Yeah, yeah, yeah — you’re constantly compromising. Nothing new about that and teaching. But I think there’s a conflict brewing, one that’s yet another reason that teaching is increasingly untenable:  you can’t meet all of these individual needs. You can pretend. You can create accommodations and modifications that may or may not work. You can sort through your 180 days with kids and seek to develop as varied a curriculum as possible.  But on the scale of most public schools — four to five classes of thirty or more students — it’s like the fifty-five year old man with cheese steak juice dribbling down his chin declaring he’s going to finally run a marathon of six-minute miles. It ain’t happening, old man. Run your nine-minute miles and try not to get beat by the man in the purple-velour suit.  

Without finding time for individual conversations, though, I’m never going to win the “hey, this work is worth doing for the life of your mind and the health of your soul” argument. If a portion of teaching is inspiring students, you need to have time to actually connect, to see how they’re making sense of the class, the readings, and the discussions.  I have five minutes between classes to tend to my middle-aged bladder but more often than not, these are some of the most effective moments of teaching I have. Kids come with a legit question that’s not bound up in the social energy of the classroom and I can ask multiple follow-ups to see what they’re after; most of the time they leave feeling seen and understood and I get a little bump of satisfaction that I reached someone that day.  But then the next class has arrived and I still haven’t done my business.     

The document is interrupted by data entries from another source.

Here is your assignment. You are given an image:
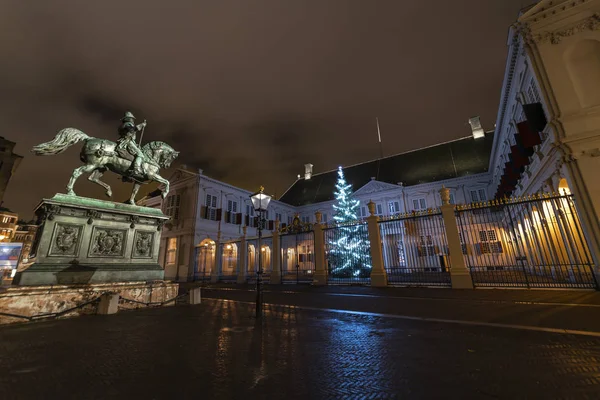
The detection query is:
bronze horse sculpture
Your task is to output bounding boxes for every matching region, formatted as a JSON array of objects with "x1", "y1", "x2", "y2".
[{"x1": 32, "y1": 128, "x2": 179, "y2": 204}]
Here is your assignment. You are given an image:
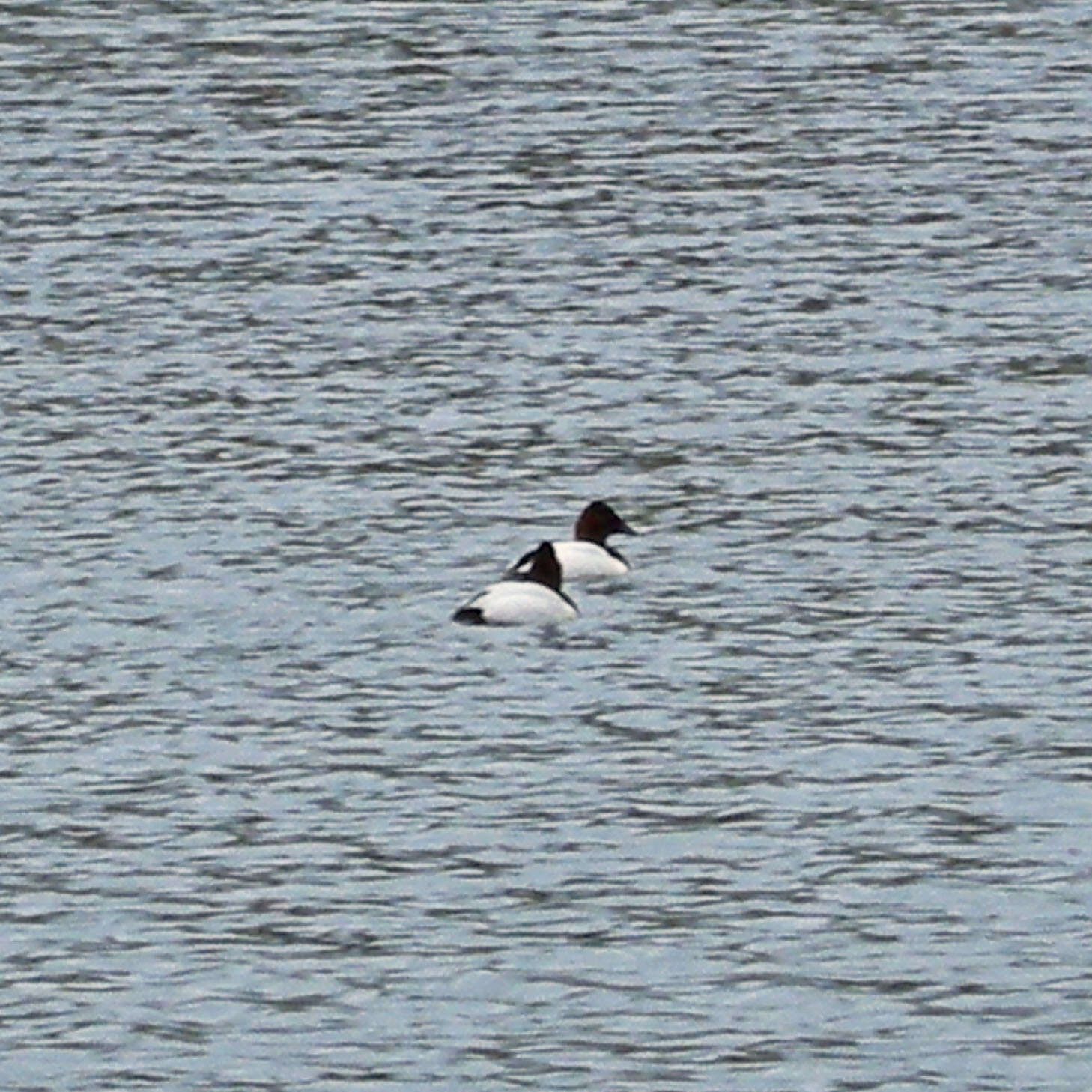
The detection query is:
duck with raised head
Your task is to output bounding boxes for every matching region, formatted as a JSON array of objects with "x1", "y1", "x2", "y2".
[
  {"x1": 509, "y1": 500, "x2": 637, "y2": 580},
  {"x1": 452, "y1": 543, "x2": 580, "y2": 625}
]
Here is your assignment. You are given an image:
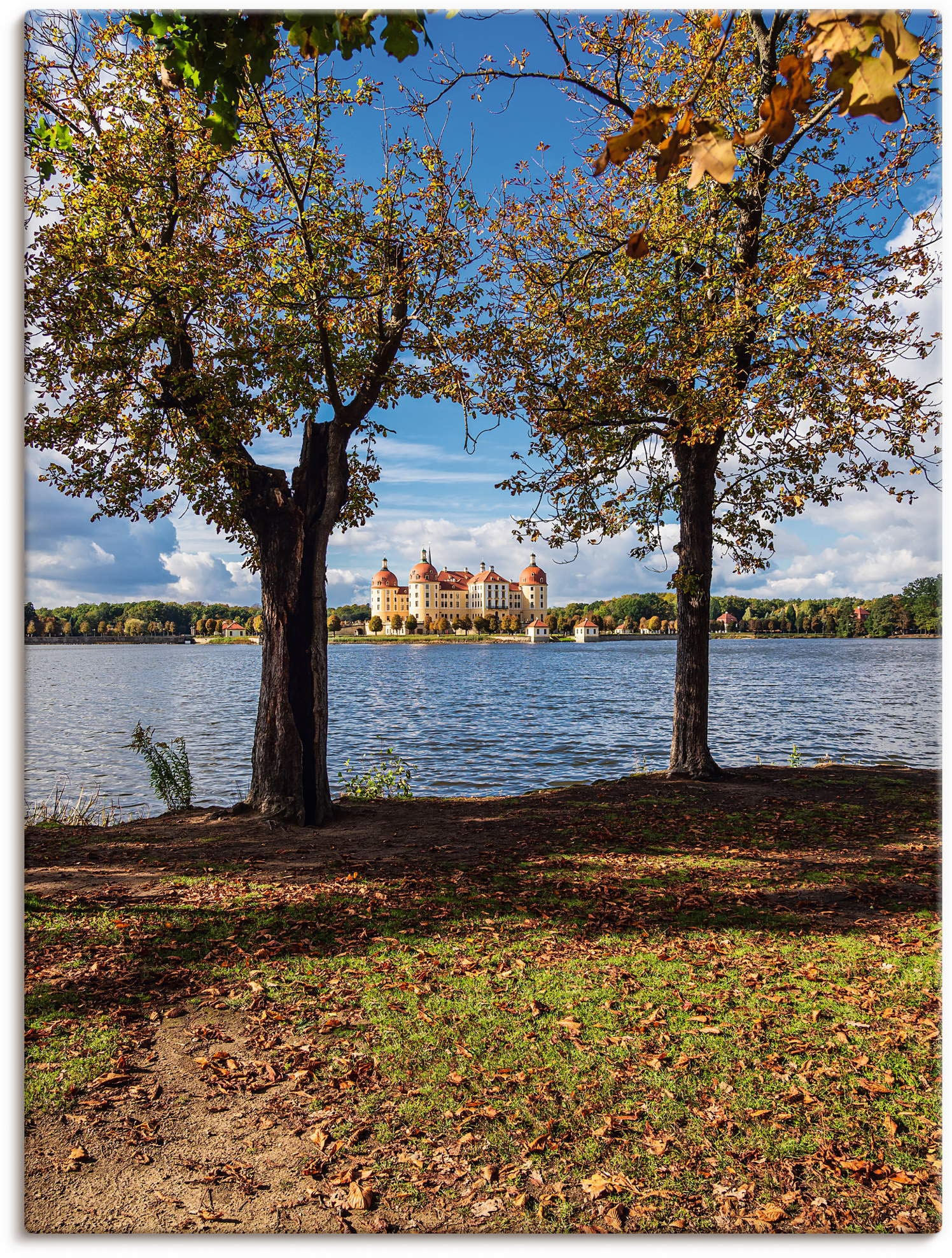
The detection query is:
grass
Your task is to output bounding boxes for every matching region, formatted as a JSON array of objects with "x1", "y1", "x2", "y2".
[{"x1": 27, "y1": 771, "x2": 939, "y2": 1232}]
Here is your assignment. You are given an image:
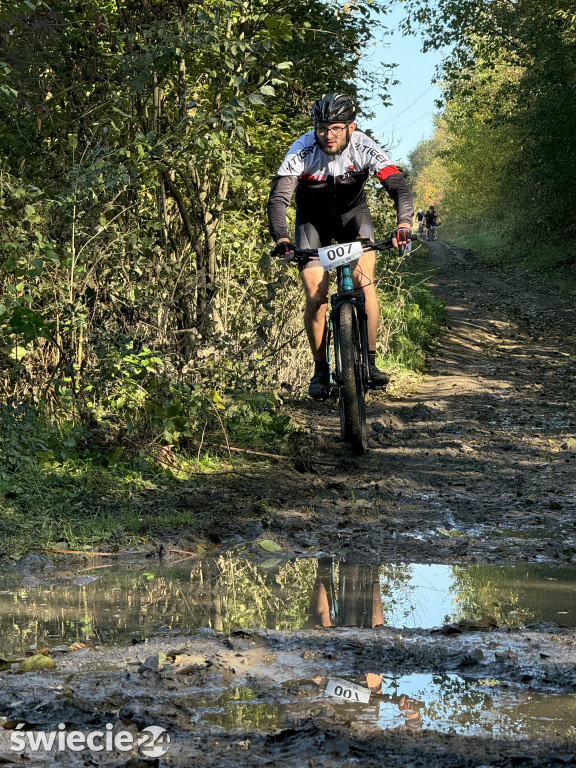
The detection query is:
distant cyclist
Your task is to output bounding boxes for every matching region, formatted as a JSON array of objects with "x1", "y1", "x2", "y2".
[
  {"x1": 267, "y1": 93, "x2": 414, "y2": 399},
  {"x1": 416, "y1": 208, "x2": 425, "y2": 238},
  {"x1": 424, "y1": 205, "x2": 440, "y2": 240}
]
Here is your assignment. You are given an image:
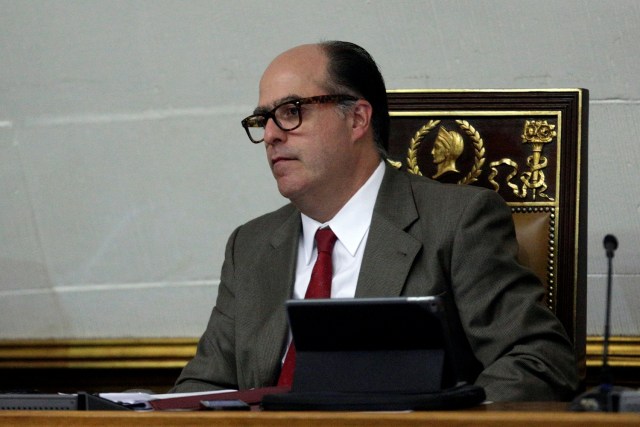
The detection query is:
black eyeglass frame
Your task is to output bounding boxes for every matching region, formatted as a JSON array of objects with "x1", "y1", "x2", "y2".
[{"x1": 241, "y1": 94, "x2": 360, "y2": 144}]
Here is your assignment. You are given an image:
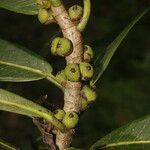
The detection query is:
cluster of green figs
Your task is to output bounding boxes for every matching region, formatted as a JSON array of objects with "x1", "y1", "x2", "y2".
[
  {"x1": 37, "y1": 0, "x2": 96, "y2": 129},
  {"x1": 37, "y1": 0, "x2": 83, "y2": 24}
]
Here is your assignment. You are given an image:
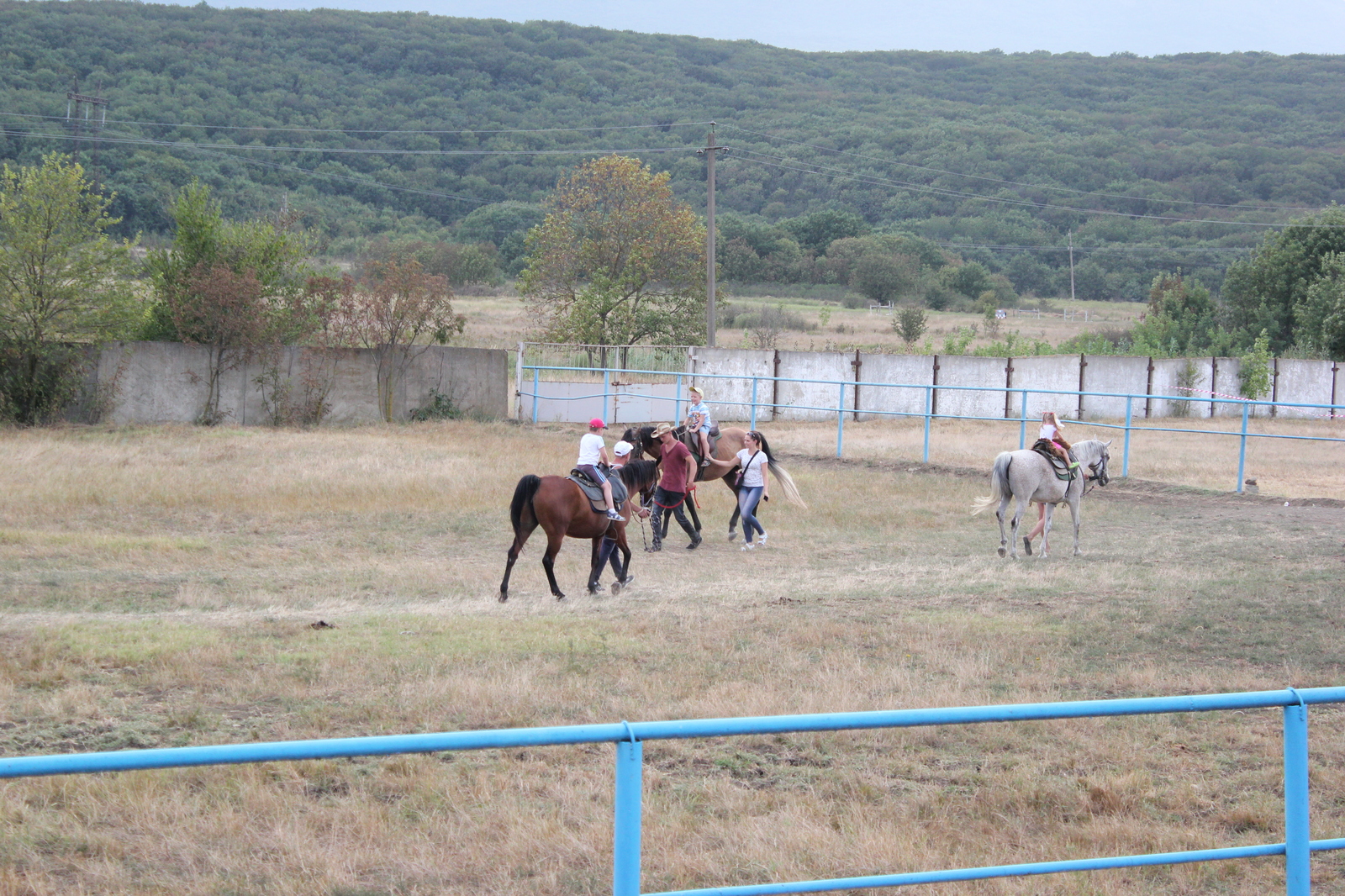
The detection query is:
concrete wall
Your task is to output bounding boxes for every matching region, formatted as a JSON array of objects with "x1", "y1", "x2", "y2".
[
  {"x1": 775, "y1": 351, "x2": 854, "y2": 419},
  {"x1": 856, "y1": 356, "x2": 933, "y2": 419},
  {"x1": 97, "y1": 342, "x2": 509, "y2": 425},
  {"x1": 1262, "y1": 358, "x2": 1341, "y2": 417},
  {"x1": 1079, "y1": 356, "x2": 1148, "y2": 419},
  {"x1": 935, "y1": 356, "x2": 1009, "y2": 419},
  {"x1": 1009, "y1": 356, "x2": 1081, "y2": 417},
  {"x1": 694, "y1": 349, "x2": 775, "y2": 423}
]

So what do I do about it, as one teacher with finite resources of time and energy?  The same thing I do with pretty much everything related to teaching: I keep trying. I design as many moments as I can where I have individual contact with students and I hope that in those moments I can actually be present.  I anticipate the way a large bureaucracy and a city full of surprises will offer new obstacles to my teaching.  I remember that choosing these individual connections relies on a larger culture within the class and school to allow me to do this, i.e., I can’t just say it’s individual meetings today because there are thirty-three people in the room and meeting with one kid relies on the rest of the students being able to remain productive or at least not destructive; so I do what I can to create the right sort of classroom culture.  Most importantly, I keep my eyes on the fact that the students want and need this individual attention and connection too.